‘Life-altering’: Hillsborough corporal, deputy rammed by car speak 1 year later
TAMPA, Fla. (WFLA) — It was on Nov. 9, 2023, when Sheriff Chad Chronister said two of his deputies were left fighting for their lives after they responded to a 911 call.
"Everything that happened that day, not a lot of thinking happened," Deputy Manny Santos said. "It was a lot of training that went into play."
The chaos was caught on camera, as deputies said then-28-year-old Ralph Bouzy was having a mental health crisis and decided to drive away.
Moments later, video shows him whip around the corner, aiming his car toward Santos and Cpl. Carlos Brito, and hit the gas.
"Life-altering," Brito said.
He said all of the bones from his knee to his ankle were shattered and as he was lying on the ground, screaming in pain, his wife Facetimed him.
"She calls me every morning to say goodbye to the kids as they're going to school," he said. "She always facetimes me, so I declined."
"I asked my deputy to call her so I could talk to her," he said. "I told her I had been involved in a very minor accident and I'll talk to her later."
A few days later, he woke up in the hospital and was finally able to come face-to-face with his children.
"I don't remember a lot, but the first one that I saw was my oldest, and just to be able to see her and to know that I was alive," Brito said. "It meant everything."
"Without my wife and kids, I don't know if I'd still be here," he said.
Brito had to undergo 12 surgeries, and said, though his recovery has been anything but easy, he's continuing to defy the odds one day at a time.
"From not moving my leg to being able to go from wheelchair to crutches to using a cane and walking a little bit, I'd say I'm doing OK," he said.
Santos was also seriously injured.
"Pretty much my knee kind of exploded in a way," he said.
For Santos, nothing was going to stand in his way of getting back in uniform.

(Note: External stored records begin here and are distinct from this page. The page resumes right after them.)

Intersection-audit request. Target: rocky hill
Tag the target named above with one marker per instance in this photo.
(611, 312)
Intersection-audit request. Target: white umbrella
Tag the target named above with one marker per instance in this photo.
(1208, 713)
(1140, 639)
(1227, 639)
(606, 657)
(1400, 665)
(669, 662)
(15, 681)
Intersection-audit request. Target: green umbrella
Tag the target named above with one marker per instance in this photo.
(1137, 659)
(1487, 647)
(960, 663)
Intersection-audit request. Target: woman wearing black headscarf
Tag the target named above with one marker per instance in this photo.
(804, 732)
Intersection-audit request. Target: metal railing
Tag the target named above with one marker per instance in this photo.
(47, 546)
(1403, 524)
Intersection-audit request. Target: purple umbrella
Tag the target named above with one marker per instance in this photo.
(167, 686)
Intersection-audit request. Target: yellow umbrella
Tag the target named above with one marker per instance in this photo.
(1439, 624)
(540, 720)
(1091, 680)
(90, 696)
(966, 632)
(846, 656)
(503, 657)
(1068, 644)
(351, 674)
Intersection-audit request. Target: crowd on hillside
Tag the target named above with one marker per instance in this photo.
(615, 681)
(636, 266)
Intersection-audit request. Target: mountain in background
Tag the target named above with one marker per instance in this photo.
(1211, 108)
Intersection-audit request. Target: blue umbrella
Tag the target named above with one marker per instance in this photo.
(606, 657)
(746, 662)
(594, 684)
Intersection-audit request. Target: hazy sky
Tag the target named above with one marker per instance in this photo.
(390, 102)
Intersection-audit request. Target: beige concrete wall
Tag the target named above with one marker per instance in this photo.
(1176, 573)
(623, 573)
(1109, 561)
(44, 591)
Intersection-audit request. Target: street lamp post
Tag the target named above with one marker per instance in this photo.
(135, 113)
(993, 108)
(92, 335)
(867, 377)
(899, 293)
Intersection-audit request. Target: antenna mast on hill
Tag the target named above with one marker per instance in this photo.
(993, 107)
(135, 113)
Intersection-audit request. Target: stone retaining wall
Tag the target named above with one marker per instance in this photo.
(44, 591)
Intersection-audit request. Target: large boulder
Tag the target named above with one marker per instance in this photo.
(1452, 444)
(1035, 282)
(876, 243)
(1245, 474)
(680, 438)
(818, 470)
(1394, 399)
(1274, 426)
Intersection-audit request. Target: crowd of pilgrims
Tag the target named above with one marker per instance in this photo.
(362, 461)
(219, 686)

"Trying to build a deputy back up in that timeframe, it was stressful," he said.
Santos said even after one to two hours of physical therapy, he would go home and continue fighting.
"I would still go home and train some more and figure out other ways, put my tact vest on, throw myself on the ground, try to get back up to see how it feels, see how my knee bends," he said.
Hard work Santos said paid off.
"I was pretty proud to say that I'm a deputy of the Hillsborough County Sheriff's Office," he said. "Would I do it again? Would I come back out onto the road and be a deputy and continue on in my career?"
"I mean, you can see how I'm dressed now," Santos said. "I clearly chose to stay."
As for Brito, he's taking his journey one day at a time.
"There is hesitation," he said. "If something dramatic like that happened to you, of course, you think twice."
"I want to come back," Brito said. "My goal is to come back and that's what I've been working on for the last couple of months."
"To say that I'm going to jump back into patrol, I would be lying to you," he said.